Question

If \( f(x) = \begin{cases} \frac{\sin |x|}{x}, & \text{for } [x] \ne 0 \\ 0, & \text{for } [x] = 0 \end{cases} \) where, \([x]\) denotes the greatest integer less than or equal to \(x\), then \(\lim_{x \to 0} f(x)\) is equal to

• A. 1
• B. -1
• C. 0
• D. Does not exist

Hint:

For greatest integer function, always check left-hand and right-hand limits separately.

Answer 1

The Correct Option is D

Concept: Behavior of function depends on greatest integer function \([x]\) near \(x=0\).

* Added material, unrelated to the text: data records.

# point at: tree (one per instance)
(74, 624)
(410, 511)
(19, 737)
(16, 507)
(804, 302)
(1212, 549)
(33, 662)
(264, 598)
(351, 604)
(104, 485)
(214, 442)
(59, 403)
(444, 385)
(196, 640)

Step 1: Consider right-hand limit \(x \to 0^+\).
For \(0<x<1\), we have: \[ [x] = 0 \Rightarrow f(x) = 0 \] Thus, \[ \lim_{x \to 0^+} f(x) = 0 \]

Step 2: Consider left-hand limit \(x \to 0^-\).
For \(-1<x<0\), we have: \[ [x] = -1 \Rightarrow f(x) = \frac{\sin |x|}{x} \] Since \(|x| = -x\) (for negative \(x\)): \[ f(x) = \frac{\sin(-x)}{x} = \frac{-\sin x}{x} \] \[ \lim_{x \to 0^-} f(x) = -1 \]

Step 3: Compare limits.
\[ \lim_{x \to 0^+} f(x) = 0,\quad \lim_{x \to 0^-} f(x) = -1 \] Since LHL \(\neq\) RHL, limit does not exist.